Au fil des années, le parti-pris s’impose. A l’été 1981, Caujolle confie à Raymond Depardon une chronique quotidienne, «Correspondance new-yorkaise». On râle un peu en interne sur cette place «perdue». Pas longtemps. Le format s’impose, François Hers et Sophie Calle se prêteront au jeu les deux années suivantes. En 1982, Gilles Favier donne à voir le hors-champ du Festival de Cannes; l’année suivante, Xavier Lambours inaugure la tradition des portraits cannois. En 1984, John Vink pose son œil sur le Tour de France, expérience renouvelée en 1985 avec Sebastião Salgado, dont Libé publiera la même année, à trois reprises, le travail fondateur qu’il a alors entrepris dans les camps du Sahel. A la même période, Caujolle demande à Françoise Huguier de jeter un regard différent sur les défilés de mode et leurs coulisses. Ou à Jean-Claude Coutausse de réinventer, en le décalant, le portrait politique. Car le décalage est une marque de fabrique : «Si le journaliste te dit quelque chose, tu fais le contraire», confie Caujolle à Gilles Favier. En 1986, il partira lancer l’agence VU, créée au sein de Libération dans le cadre d’un projet de lancement d’hebdomadaire. Le magazine ne se fera pas, mais l’agence elle, était née.
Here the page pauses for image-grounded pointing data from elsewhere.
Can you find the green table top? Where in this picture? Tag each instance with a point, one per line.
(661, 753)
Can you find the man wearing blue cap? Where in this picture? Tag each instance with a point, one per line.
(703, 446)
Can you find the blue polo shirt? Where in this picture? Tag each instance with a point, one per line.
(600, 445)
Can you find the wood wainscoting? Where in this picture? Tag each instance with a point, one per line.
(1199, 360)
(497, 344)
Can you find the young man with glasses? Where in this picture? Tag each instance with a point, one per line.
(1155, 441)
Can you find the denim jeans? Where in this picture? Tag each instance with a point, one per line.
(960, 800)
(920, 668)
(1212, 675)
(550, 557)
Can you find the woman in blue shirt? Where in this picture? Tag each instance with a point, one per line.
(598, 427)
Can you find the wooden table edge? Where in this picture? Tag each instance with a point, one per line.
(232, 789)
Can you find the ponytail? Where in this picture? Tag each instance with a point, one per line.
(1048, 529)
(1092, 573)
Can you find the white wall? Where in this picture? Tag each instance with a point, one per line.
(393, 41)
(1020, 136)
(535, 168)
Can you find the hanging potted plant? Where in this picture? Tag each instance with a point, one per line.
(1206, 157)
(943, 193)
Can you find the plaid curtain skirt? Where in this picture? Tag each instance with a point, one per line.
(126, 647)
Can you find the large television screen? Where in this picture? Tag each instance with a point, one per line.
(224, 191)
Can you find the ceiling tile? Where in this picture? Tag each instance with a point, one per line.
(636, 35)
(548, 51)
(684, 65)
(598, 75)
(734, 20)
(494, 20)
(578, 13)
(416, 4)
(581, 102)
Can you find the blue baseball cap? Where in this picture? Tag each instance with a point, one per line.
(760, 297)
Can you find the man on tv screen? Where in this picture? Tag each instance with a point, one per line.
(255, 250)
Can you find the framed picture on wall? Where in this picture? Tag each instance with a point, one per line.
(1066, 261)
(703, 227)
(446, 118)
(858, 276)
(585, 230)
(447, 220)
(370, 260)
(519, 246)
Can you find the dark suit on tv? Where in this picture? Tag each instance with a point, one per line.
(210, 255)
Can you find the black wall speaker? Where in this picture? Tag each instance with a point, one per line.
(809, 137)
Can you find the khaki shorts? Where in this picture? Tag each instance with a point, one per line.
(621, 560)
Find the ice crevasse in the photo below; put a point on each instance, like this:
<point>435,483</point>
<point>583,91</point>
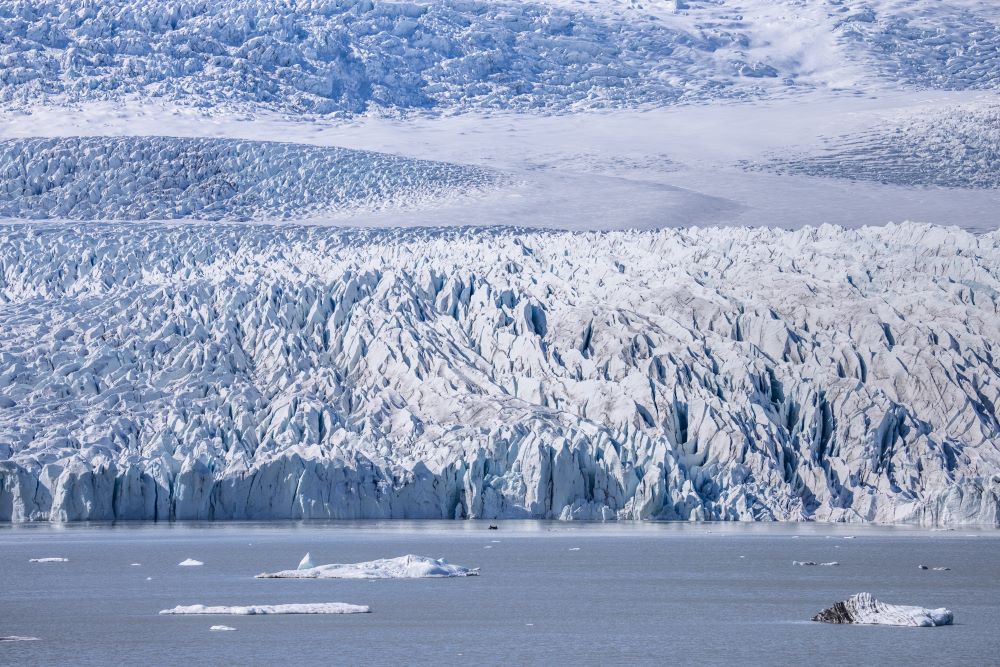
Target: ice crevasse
<point>271,372</point>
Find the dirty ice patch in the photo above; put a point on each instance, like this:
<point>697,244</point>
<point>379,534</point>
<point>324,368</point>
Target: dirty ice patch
<point>404,567</point>
<point>168,178</point>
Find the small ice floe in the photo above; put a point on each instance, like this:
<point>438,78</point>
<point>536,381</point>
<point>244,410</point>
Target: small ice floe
<point>864,609</point>
<point>404,567</point>
<point>254,610</point>
<point>832,563</point>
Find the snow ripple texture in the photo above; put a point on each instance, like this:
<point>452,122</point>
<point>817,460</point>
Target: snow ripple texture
<point>956,148</point>
<point>353,56</point>
<point>864,609</point>
<point>238,371</point>
<point>139,178</point>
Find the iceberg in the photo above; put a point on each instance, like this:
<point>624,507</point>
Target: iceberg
<point>404,567</point>
<point>255,610</point>
<point>864,609</point>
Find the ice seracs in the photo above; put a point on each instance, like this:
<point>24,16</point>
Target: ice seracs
<point>279,371</point>
<point>254,610</point>
<point>864,609</point>
<point>404,567</point>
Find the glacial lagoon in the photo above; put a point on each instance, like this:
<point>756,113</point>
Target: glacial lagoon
<point>548,593</point>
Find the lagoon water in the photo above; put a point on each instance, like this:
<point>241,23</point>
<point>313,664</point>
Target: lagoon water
<point>549,593</point>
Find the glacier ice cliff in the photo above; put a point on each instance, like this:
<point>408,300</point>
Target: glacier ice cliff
<point>863,609</point>
<point>255,371</point>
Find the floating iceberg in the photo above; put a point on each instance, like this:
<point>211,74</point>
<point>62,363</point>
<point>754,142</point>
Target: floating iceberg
<point>404,567</point>
<point>863,609</point>
<point>254,610</point>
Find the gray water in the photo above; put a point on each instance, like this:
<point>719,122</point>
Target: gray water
<point>646,593</point>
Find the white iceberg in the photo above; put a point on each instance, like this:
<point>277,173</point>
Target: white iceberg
<point>254,610</point>
<point>404,567</point>
<point>864,609</point>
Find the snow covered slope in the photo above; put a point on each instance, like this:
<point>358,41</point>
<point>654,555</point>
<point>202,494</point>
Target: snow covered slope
<point>138,178</point>
<point>237,371</point>
<point>957,147</point>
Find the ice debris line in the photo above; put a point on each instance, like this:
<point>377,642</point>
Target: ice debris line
<point>236,372</point>
<point>863,609</point>
<point>404,567</point>
<point>165,178</point>
<point>254,610</point>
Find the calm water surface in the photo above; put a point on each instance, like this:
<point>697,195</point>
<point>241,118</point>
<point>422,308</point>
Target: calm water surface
<point>548,594</point>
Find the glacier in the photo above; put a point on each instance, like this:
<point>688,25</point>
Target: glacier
<point>166,178</point>
<point>261,609</point>
<point>188,371</point>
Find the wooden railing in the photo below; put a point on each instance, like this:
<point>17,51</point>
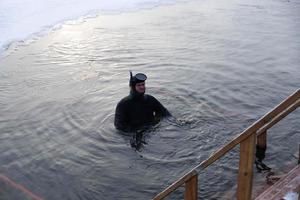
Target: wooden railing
<point>254,136</point>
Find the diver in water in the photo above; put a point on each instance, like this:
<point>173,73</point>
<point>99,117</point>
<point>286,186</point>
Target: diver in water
<point>138,110</point>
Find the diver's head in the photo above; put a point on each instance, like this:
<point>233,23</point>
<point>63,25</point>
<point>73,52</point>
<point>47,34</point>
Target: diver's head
<point>137,82</point>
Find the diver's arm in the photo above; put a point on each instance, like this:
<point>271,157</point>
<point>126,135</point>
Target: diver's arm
<point>121,122</point>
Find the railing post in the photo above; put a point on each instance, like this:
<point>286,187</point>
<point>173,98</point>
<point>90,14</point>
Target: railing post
<point>244,188</point>
<point>261,146</point>
<point>191,188</point>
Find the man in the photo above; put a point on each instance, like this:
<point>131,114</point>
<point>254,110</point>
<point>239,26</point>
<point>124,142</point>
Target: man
<point>138,109</point>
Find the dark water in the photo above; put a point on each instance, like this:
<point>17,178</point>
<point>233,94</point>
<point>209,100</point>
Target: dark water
<point>217,66</point>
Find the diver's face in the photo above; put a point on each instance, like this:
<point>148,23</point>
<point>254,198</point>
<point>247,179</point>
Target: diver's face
<point>140,87</point>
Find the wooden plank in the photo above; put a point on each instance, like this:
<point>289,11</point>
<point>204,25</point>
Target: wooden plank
<point>249,132</point>
<point>175,185</point>
<point>245,175</point>
<point>262,140</point>
<point>253,128</point>
<point>191,188</point>
<point>288,183</point>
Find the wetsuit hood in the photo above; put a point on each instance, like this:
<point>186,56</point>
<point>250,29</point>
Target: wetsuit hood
<point>138,78</point>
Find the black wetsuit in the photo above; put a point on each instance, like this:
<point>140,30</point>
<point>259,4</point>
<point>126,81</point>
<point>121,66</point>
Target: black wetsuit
<point>138,110</point>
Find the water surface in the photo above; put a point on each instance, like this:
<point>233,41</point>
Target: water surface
<point>217,67</point>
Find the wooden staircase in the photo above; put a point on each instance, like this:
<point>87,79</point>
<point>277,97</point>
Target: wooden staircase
<point>253,142</point>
Au cœur du processus éditorial

Dans le sillage de Caujolle, Louis Mesplé, Laurent Abadjian, Dan Torres, Luc Briand, Mina Rouabah puis moi-même avons continué, chacun à notre manière, à faire vivre cet état d’esprit. En 1994, le lancement du portrait de dernière page permet de tisser un fil photographique quotidien, centré sur l’intimité, répondant à la une qui témoigne, elle, du fracas du monde. Aujourd’hui, avec quasiment 1800 jours de commande par an, Libération est le quotidien français qui produit le plus d’images. Et c’est cette attention au travail de chaque photographe qui les pousse à travailler pour Libé, même si ce n’est pas toujours très bien payé. Bien sûr, le numérique change la donne. Le dialogue ne se fait plus au cœur de la rédaction autour de planches contact développées dans le labo du journal, mais il a trouvé de nouvelles formes. Les photographes restent au cœur du processus éditorial, comme le démontre le Libé des photographes, publié chaque année depuis 2015 à l’occasion des Rencontres d’Arles; comme le prouve la maquette de chaque page, dont le type de narration visuelle découle du matériel photo et non l’inverse; ou comme l’illustre chaque jour la conception de la une. Contrairement au reste de la presse quotidienne, c’est la photo qui est choisie en premier, avant de rechercher le titre. Toujours.